Automate it all: The collection, ingestion, organizing, storage and surfacing of massive amounts of data at as close to a near-real-time pace as possible has become almost impossible for humans to manage. Let the machines do it, Palmer urges. Areas ripe for automaton include “operations, repeatability, automated testing, and release of data.” Look to the ways DevOps is facilitating the automation of the software build, test, and release process, he points out.
Process data in both batch and streaming modes. While DataOps is about real-time delivery of data, there’s still a place — and reason — for batch mode as well. “The success of Kafka and similar design patterns has validated that a healthy next-generation data ecosystem includes the ability to simultaneously process data from source to consumption in both batch and streaming modes,” Palmer points out.
Track data lineage: Trust in the data is the single most important element in a data-driven enterprise, and it simply may cease to function without it. That’s why well-thought-out data governance and a metadata (data about data) layer is important. “A focus on data lineage and processing tracking across the data ecosystem results in reproducibility going up and confidence in data increasing,” says Palmer.
Have layered interfaces. Everyone touches data in different ways. “Some power users need to access data in its raw form, whereas others just want to get responses to inquiries that are well formulated,” Palmer says. That’s why a layered set of services and design patterns is required for the different personas of users. Palmer says there are three approaches to meeting these multilayered requirements:
“Data access services that are “View” abstractions over the data and are essentially SQL or SQL-like interfaces.
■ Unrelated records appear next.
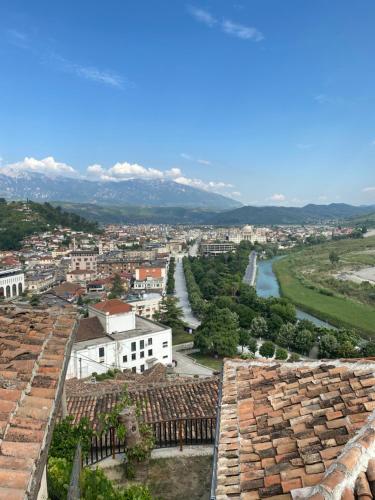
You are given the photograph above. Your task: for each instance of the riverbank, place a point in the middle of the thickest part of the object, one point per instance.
(337, 310)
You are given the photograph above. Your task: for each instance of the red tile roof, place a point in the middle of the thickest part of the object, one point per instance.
(159, 402)
(113, 306)
(296, 430)
(34, 347)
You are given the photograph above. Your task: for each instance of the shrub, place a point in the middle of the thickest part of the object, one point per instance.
(267, 349)
(281, 353)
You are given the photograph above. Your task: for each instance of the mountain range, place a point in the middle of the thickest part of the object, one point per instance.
(139, 192)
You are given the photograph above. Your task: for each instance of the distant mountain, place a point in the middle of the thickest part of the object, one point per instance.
(149, 193)
(138, 215)
(290, 215)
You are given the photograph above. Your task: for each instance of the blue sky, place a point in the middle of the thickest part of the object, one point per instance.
(271, 102)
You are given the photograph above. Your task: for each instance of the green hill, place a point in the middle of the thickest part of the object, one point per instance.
(19, 219)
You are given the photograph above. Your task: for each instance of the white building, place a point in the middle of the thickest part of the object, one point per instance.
(147, 305)
(114, 337)
(12, 282)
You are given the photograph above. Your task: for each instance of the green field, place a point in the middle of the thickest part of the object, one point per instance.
(207, 360)
(308, 278)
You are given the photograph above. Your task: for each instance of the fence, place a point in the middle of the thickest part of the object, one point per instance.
(168, 433)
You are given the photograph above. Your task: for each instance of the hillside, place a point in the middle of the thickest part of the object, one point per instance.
(20, 219)
(290, 215)
(141, 192)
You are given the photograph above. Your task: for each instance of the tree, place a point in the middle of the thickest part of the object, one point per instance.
(218, 333)
(243, 338)
(117, 287)
(252, 345)
(286, 335)
(281, 354)
(267, 349)
(34, 300)
(259, 327)
(334, 257)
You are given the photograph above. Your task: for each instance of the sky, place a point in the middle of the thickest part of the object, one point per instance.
(265, 101)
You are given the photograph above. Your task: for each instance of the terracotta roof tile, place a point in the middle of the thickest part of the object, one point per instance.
(33, 343)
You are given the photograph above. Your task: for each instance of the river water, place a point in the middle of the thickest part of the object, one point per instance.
(268, 286)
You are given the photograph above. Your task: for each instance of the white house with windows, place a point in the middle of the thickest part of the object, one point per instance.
(114, 337)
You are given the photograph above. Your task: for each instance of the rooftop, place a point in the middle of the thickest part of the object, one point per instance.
(34, 349)
(113, 306)
(298, 430)
(162, 401)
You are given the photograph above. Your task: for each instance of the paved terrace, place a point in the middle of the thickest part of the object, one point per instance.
(34, 348)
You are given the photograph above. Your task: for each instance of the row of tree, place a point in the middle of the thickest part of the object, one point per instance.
(233, 314)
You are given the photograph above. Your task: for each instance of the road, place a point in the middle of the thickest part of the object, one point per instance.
(251, 270)
(187, 367)
(181, 291)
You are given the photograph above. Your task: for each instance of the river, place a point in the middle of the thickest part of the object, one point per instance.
(268, 286)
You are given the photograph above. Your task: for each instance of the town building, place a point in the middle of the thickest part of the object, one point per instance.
(114, 337)
(212, 248)
(84, 260)
(12, 282)
(145, 305)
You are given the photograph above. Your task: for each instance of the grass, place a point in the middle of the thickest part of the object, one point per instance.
(207, 360)
(179, 336)
(302, 277)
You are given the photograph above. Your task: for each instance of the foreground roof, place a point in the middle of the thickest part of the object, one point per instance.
(297, 430)
(34, 349)
(166, 401)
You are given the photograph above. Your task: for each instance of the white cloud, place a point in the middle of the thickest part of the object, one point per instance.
(201, 161)
(241, 31)
(202, 16)
(278, 197)
(48, 166)
(226, 25)
(127, 170)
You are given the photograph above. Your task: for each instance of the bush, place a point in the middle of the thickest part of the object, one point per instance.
(281, 354)
(294, 357)
(267, 349)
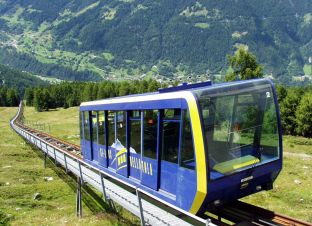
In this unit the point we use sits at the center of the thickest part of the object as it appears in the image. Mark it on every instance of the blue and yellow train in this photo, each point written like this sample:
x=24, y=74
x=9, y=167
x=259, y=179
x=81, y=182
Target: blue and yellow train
x=195, y=146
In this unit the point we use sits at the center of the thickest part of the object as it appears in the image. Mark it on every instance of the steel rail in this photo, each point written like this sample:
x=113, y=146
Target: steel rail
x=148, y=212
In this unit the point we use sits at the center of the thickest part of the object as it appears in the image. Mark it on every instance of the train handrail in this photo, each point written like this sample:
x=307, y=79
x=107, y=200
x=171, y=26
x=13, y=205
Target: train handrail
x=80, y=162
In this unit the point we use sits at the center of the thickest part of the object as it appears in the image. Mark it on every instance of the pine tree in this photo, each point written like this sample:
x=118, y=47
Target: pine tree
x=243, y=66
x=304, y=116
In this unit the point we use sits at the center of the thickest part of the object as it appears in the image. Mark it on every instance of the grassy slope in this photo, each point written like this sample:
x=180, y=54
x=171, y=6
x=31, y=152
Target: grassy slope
x=287, y=197
x=22, y=175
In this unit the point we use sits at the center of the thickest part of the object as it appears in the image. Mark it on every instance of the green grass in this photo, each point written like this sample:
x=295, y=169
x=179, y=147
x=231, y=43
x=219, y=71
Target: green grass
x=288, y=197
x=22, y=175
x=307, y=69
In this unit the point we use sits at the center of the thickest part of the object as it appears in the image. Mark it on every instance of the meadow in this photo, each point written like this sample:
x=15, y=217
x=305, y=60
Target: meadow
x=22, y=167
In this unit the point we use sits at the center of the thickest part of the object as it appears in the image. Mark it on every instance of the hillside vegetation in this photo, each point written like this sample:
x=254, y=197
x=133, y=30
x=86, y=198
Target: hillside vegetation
x=95, y=39
x=291, y=194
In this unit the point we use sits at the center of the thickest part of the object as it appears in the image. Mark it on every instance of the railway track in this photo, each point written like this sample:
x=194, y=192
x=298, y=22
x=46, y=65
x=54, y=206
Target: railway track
x=236, y=213
x=242, y=213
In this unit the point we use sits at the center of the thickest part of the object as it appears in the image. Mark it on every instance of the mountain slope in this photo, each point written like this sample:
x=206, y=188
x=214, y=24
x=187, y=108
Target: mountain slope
x=16, y=79
x=90, y=39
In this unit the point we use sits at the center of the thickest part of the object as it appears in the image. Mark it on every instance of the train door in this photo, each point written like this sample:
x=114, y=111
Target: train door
x=135, y=134
x=87, y=135
x=102, y=142
x=111, y=124
x=94, y=138
x=149, y=163
x=187, y=165
x=171, y=129
x=121, y=144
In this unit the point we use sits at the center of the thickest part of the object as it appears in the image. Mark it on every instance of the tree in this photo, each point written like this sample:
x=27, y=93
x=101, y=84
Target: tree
x=281, y=93
x=288, y=111
x=304, y=116
x=244, y=66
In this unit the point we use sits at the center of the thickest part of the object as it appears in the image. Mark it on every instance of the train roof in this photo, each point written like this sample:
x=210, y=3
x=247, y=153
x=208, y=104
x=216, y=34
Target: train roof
x=177, y=89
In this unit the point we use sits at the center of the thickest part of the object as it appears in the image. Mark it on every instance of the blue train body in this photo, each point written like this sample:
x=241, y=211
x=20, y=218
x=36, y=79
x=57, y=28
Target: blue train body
x=194, y=146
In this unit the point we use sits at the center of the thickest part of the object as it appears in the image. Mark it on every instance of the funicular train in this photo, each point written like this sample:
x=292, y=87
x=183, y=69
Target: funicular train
x=195, y=146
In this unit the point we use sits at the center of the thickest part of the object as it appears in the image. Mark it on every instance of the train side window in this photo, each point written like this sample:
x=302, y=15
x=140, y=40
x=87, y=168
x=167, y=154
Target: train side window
x=86, y=125
x=150, y=133
x=172, y=114
x=135, y=132
x=121, y=127
x=187, y=159
x=101, y=128
x=171, y=135
x=111, y=128
x=81, y=125
x=94, y=126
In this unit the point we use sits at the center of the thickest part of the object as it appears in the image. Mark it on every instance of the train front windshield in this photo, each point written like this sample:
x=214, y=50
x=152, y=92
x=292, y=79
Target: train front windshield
x=240, y=126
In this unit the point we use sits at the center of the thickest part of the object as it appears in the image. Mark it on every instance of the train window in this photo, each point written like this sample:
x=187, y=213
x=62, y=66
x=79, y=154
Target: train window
x=187, y=159
x=94, y=126
x=86, y=125
x=171, y=135
x=150, y=133
x=240, y=126
x=135, y=135
x=111, y=128
x=101, y=128
x=121, y=127
x=81, y=125
x=135, y=114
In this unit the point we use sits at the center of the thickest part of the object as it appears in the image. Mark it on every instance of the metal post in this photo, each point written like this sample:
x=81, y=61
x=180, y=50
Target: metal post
x=55, y=157
x=79, y=198
x=80, y=171
x=208, y=222
x=103, y=187
x=45, y=160
x=140, y=207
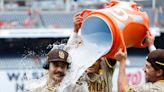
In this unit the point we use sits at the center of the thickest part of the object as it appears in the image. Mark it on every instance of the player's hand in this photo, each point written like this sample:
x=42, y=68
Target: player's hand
x=121, y=56
x=77, y=20
x=150, y=39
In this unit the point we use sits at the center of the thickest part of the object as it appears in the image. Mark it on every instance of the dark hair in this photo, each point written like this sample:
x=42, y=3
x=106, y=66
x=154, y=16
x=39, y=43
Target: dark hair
x=46, y=65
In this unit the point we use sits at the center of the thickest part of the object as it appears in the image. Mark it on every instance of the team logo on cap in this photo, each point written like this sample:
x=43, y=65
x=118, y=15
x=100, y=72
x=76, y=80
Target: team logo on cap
x=61, y=54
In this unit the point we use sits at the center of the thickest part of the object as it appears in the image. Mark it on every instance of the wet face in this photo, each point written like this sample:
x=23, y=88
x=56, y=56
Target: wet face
x=150, y=73
x=57, y=71
x=94, y=68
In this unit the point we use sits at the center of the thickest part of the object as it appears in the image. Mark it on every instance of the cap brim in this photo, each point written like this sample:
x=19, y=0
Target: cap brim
x=58, y=60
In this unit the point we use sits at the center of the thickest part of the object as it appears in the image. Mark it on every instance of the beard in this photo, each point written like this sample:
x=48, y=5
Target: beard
x=58, y=76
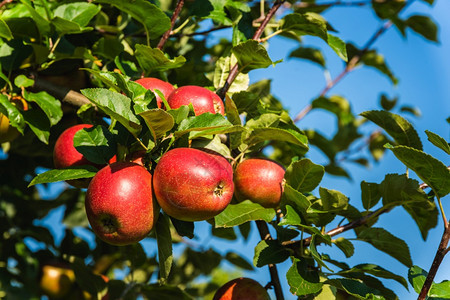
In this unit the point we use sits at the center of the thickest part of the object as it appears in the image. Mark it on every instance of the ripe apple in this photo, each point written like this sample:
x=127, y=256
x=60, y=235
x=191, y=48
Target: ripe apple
x=57, y=279
x=192, y=185
x=119, y=203
x=241, y=289
x=259, y=180
x=203, y=100
x=157, y=84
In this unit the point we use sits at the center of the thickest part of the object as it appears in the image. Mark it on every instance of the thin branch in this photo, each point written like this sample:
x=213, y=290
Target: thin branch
x=166, y=34
x=275, y=279
x=235, y=70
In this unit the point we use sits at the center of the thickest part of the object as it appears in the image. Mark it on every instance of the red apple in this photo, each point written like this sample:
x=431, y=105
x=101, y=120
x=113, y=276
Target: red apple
x=57, y=279
x=157, y=84
x=259, y=180
x=192, y=185
x=119, y=203
x=241, y=289
x=203, y=100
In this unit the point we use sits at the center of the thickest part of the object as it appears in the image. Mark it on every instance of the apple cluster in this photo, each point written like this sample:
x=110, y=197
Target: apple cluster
x=123, y=199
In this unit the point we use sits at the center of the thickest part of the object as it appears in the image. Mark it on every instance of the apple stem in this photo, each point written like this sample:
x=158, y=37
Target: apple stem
x=275, y=279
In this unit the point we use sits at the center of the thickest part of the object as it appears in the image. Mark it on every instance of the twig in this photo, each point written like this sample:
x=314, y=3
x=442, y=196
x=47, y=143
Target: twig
x=235, y=69
x=166, y=34
x=265, y=235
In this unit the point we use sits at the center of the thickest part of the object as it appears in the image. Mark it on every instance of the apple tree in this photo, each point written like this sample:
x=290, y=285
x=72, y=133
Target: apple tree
x=175, y=132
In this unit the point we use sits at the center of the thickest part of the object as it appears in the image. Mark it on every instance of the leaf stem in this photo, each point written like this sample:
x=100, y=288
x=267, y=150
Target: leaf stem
x=174, y=17
x=265, y=235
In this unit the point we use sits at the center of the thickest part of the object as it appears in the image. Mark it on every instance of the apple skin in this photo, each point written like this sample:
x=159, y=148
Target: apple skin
x=120, y=205
x=259, y=180
x=241, y=289
x=192, y=185
x=203, y=100
x=157, y=84
x=57, y=280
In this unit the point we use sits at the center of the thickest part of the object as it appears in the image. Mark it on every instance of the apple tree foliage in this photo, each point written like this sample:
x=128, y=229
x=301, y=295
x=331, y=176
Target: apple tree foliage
x=76, y=62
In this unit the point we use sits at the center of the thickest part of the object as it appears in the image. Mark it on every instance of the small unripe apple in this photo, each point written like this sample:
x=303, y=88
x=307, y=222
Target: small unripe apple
x=241, y=289
x=57, y=280
x=203, y=100
x=119, y=203
x=259, y=180
x=157, y=84
x=192, y=185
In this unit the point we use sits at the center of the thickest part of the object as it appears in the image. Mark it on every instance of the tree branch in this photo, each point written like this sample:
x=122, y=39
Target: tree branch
x=265, y=235
x=166, y=34
x=235, y=69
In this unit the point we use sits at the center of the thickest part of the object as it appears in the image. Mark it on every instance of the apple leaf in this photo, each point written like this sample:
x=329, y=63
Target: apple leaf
x=141, y=10
x=302, y=279
x=251, y=55
x=432, y=171
x=158, y=121
x=116, y=105
x=97, y=144
x=438, y=141
x=71, y=173
x=154, y=60
x=399, y=128
x=164, y=239
x=236, y=214
x=269, y=252
x=304, y=175
x=386, y=242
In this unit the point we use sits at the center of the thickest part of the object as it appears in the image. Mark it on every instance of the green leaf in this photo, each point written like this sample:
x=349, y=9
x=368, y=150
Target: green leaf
x=388, y=243
x=304, y=175
x=416, y=277
x=14, y=115
x=345, y=245
x=97, y=144
x=164, y=239
x=154, y=60
x=370, y=194
x=269, y=252
x=311, y=54
x=65, y=174
x=158, y=121
x=141, y=10
x=424, y=26
x=302, y=279
x=396, y=126
x=50, y=105
x=438, y=141
x=429, y=169
x=238, y=261
x=115, y=105
x=5, y=32
x=236, y=214
x=251, y=55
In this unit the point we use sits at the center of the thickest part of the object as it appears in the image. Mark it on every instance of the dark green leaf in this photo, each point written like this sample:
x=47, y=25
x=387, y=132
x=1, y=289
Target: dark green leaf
x=429, y=169
x=236, y=214
x=304, y=175
x=397, y=127
x=64, y=174
x=154, y=60
x=115, y=105
x=164, y=239
x=388, y=243
x=141, y=10
x=251, y=55
x=97, y=144
x=438, y=141
x=424, y=26
x=302, y=279
x=269, y=252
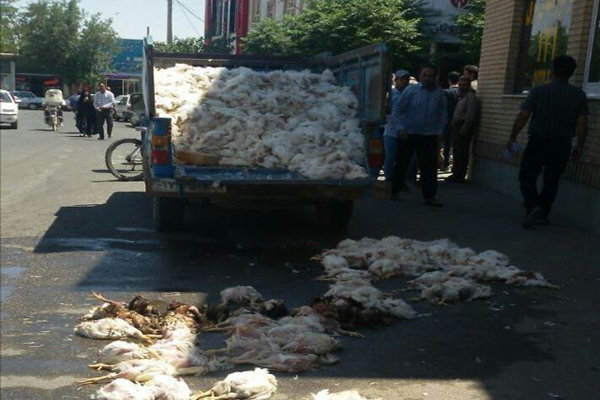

This is the power-user level that data scientists prefer.
“Messaging services that provide the foundation for stateful data interchange, event processing, and data interchange orchestration.
“REST services built on or wrapped around APIs providing the ultimate flexible direct access to and interchange of data.”
Business leaders are increasingly leaning on their technology leaders and teams to transform their organizations into data-driven digital entities that can react to events and opportunities almost instantaneously. The best way to accomplish this — especially with the meager budgets and limited support that gets thrown out with this mandate — is to align the way data flows from source to storage.